I wrote earlier than a 400x300x8 bitmap would need a 120000 bytes of memory, and the FAST SRAM chips would provide 8000 bytes more, that are most than enough to use it as the interface that would share those other chips.

What do you think? Is this feasible? Please, do comment if the numbers and ideas are right, wrong, doable... Because maybe all my theory is just wrong because of me misunderstanding all of this.

Thanks. I'm planning to use the w65c265s @8mhz. I'm still wondering ig that's enough to race the beam, though.

If you have the RAM that you can poke pixels into then you're not racing the beam. The VCS2600 had 128 bytes of RAM in total and technically no video RAM.

Here is something to think about... If your screen memory needs 120,000 bytes, then the fastest you can clear it in software would be to use the block move instruction (ie. MVN). This moves one byte every 7 cycles. 120,000 * 7 = 840000 cycles, at 8Mhz is about 1/10th of a second. So that's a baseline for clearing the screen or software scrolling. A slight thorn in the side is that 120KB of RAM will span 2 x 64KB banks in the '816/'265 address space, so drawing a line from one corner to the other will cross a bank - as will moving a sprite. I think at that point things would get complex enough for me to simply give-up and move to a plan B for video. (which I have done)

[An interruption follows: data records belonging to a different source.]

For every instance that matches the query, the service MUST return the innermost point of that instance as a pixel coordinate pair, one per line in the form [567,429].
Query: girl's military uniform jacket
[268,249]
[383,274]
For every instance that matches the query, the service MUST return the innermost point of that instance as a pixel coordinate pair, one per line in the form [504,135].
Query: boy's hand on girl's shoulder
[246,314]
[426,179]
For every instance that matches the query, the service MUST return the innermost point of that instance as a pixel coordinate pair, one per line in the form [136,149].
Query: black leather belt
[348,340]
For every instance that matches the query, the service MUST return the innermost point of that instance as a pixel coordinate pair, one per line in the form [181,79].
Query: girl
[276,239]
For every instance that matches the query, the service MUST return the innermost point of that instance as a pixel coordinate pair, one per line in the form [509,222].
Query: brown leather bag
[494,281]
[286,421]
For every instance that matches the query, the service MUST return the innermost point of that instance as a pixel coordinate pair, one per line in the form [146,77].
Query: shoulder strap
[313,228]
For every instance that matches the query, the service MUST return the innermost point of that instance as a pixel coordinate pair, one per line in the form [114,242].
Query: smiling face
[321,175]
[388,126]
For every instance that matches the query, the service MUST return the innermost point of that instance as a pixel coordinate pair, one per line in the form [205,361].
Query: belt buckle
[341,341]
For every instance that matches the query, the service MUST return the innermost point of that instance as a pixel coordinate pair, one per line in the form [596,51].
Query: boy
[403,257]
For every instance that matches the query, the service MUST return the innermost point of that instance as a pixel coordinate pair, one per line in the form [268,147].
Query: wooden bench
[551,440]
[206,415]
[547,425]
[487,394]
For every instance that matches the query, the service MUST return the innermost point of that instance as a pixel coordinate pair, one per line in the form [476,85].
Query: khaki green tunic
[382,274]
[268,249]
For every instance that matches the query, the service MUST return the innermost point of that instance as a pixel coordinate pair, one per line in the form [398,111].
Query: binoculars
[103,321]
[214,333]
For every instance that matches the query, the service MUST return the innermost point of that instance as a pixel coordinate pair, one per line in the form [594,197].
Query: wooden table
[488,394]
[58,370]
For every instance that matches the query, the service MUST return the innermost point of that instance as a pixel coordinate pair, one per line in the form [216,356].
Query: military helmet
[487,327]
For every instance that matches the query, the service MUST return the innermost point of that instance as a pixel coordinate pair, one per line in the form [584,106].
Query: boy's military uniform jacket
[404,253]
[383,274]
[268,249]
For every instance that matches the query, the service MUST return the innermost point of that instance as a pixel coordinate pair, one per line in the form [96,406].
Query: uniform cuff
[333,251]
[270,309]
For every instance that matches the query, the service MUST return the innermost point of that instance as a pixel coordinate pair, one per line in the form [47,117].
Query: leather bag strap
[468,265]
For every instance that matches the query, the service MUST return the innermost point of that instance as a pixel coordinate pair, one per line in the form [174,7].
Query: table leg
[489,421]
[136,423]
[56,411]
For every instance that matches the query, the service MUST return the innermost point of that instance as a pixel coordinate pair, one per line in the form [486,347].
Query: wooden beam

The memory limitation is, I think, the biggest hurdle to overcome when you want nicer graphics than we had back in the day when allocating 20KB to video RAM was considered excessive. that's now why a lot of it is done in hardware to do the actual pixel poking, line/sprite drawing, etc. although with a fast enough CPU, you can still pixel-poke frames at a good speed, but my application for that is my desktop PC or cheap ($5) ARM based SBC with HDMI output.

-Gordon

_________________
--
Gordon Henderson.
See my Ruby 6502 and 65816 SBC projects here: https://projects.drogon.net/ruby/

.

But that cross banking issue should not be a proble with a 16 bit addressing space, should it? The MCU just write bytes to an memory address and that is... "linear address space" should stand for that: no banking at all.

It's that, or I just don't have any clue of how the '816 memory model works?